Financial literary bailout for the younger generation
In the aftermath of the global financial crisis, financial literacy is still low among young adults. According to a new study published in the Journal of Consumer Affairs, only twenty-seven percent of people aged 23-28 can answer three basic questions about interest rates, inflation, and risk diversification, and other basic financial concepts. Furthermore, this result was amplified when studying the answers of young women, African-Americans, and Hispanics, and those with low educational attainment. The results were compiled from a national study, and were consistent with the findings from the Financial Capability Survey, the results of which were released last December by Secretary Geithner and Secretary Duncan.
The research, headed by Dr. Annamaria Lusardi, shows that financial literacy is largely influenced by parental education levels and financial habits. Lusardi analyzed financial literacy questions based on knowledge of simple concepts, such as the capacity to do a two-percent calculation, and the workings of inflation and risk diversification. Dr. Lusardi points out, "In today's demanding financial environment young people represent a powerful consumer group. They must make complicated financial decisions at an early age, and financial mistakes made early in life can be costly. Student loan or credit card debt can have a devastating long-term impact on quality of life and career choice."
Young people who are financially literate are more likely to have college educated parents (in particular, college educated mothers), and their parents were likely investors in stocks and retirement savings during their formative years (when respondents were twelve to seventeen years old). For instance, according to the study a college-educated young male whose parents had stocks and retirement savings when the respondent was a teen-ager (12-17 years old) was about forty-five percent more likely to know about risk diversification than a female with less than a high school education, whose parents were not wealthy. Additionally, young people who had high school teachers interested in students and peers who planned to go to college were more likely to display higher financial literacy later in life.

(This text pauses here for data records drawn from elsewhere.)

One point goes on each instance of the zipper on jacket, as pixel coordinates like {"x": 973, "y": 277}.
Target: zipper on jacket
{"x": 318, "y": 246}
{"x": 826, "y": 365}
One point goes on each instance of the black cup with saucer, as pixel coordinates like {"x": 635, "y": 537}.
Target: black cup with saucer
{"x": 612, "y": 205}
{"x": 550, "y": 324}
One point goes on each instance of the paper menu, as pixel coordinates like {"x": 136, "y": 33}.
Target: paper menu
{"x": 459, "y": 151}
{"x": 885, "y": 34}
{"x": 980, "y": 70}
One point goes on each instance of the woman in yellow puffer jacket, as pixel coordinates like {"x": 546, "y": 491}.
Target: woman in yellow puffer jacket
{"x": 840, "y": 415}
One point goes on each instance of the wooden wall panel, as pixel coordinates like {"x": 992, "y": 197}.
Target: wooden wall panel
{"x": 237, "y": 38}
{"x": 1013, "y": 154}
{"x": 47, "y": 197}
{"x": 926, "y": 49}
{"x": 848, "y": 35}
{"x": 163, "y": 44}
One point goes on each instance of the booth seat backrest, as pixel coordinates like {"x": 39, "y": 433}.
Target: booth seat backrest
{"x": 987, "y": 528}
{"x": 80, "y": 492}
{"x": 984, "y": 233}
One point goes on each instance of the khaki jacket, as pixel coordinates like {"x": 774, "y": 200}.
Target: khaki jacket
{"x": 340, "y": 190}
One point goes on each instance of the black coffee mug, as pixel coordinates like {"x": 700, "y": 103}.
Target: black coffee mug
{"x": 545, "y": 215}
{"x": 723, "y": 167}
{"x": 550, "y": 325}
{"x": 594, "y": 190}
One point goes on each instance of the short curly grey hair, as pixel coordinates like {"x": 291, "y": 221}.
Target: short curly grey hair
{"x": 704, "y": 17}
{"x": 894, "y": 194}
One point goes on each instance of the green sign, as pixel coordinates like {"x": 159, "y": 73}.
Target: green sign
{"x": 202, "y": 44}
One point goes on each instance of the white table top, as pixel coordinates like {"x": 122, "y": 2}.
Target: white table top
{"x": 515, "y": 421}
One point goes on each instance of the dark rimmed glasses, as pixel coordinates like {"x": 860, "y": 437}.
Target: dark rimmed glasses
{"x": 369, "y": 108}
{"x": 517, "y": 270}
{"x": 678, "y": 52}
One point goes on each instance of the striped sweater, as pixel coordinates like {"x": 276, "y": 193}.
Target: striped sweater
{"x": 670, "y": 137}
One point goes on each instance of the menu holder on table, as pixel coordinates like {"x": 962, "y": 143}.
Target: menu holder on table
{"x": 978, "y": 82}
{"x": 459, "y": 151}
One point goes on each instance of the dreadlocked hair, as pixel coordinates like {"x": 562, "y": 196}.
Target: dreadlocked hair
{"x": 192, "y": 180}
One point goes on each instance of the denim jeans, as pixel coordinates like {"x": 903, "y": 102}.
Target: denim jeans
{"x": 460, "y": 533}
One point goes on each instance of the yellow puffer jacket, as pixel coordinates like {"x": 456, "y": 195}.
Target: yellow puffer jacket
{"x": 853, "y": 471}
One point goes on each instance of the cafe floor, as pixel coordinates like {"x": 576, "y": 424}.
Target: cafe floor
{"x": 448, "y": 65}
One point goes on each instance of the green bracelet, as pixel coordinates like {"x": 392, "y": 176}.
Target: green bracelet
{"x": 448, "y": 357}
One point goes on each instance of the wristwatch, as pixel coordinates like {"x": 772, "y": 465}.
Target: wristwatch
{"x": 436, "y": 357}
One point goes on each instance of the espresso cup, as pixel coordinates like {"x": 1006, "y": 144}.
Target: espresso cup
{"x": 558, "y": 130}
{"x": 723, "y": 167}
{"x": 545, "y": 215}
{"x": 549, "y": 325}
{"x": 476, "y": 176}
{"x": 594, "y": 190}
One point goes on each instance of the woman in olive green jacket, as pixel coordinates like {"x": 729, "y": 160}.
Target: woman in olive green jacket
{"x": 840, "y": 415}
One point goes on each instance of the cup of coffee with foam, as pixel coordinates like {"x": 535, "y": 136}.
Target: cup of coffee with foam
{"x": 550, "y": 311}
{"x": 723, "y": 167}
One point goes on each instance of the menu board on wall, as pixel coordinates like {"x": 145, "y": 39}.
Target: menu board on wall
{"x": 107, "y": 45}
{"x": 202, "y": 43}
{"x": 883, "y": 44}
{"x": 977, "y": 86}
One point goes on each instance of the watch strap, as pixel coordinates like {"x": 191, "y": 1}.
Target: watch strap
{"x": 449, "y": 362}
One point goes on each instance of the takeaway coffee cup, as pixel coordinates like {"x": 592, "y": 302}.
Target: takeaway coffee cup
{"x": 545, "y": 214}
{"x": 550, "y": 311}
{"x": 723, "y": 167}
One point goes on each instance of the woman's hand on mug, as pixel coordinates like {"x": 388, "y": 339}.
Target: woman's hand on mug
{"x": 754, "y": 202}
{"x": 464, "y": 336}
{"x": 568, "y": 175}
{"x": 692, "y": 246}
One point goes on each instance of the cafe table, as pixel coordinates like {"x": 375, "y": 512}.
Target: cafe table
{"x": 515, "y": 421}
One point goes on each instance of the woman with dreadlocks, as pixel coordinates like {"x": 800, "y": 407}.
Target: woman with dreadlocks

Lusardi says, "If we do not address financial illiteracy among young people through high school literacy classes, we will fail to equip young people with the tools they need to make financial decisions, and we may pay the cost down the road. Not everybody has an opportunity to learn from their parents or their friends. Young people at the start of their career, or who are in the process of buying their first home need to be financially knowledgeable before they engage in financial contracts."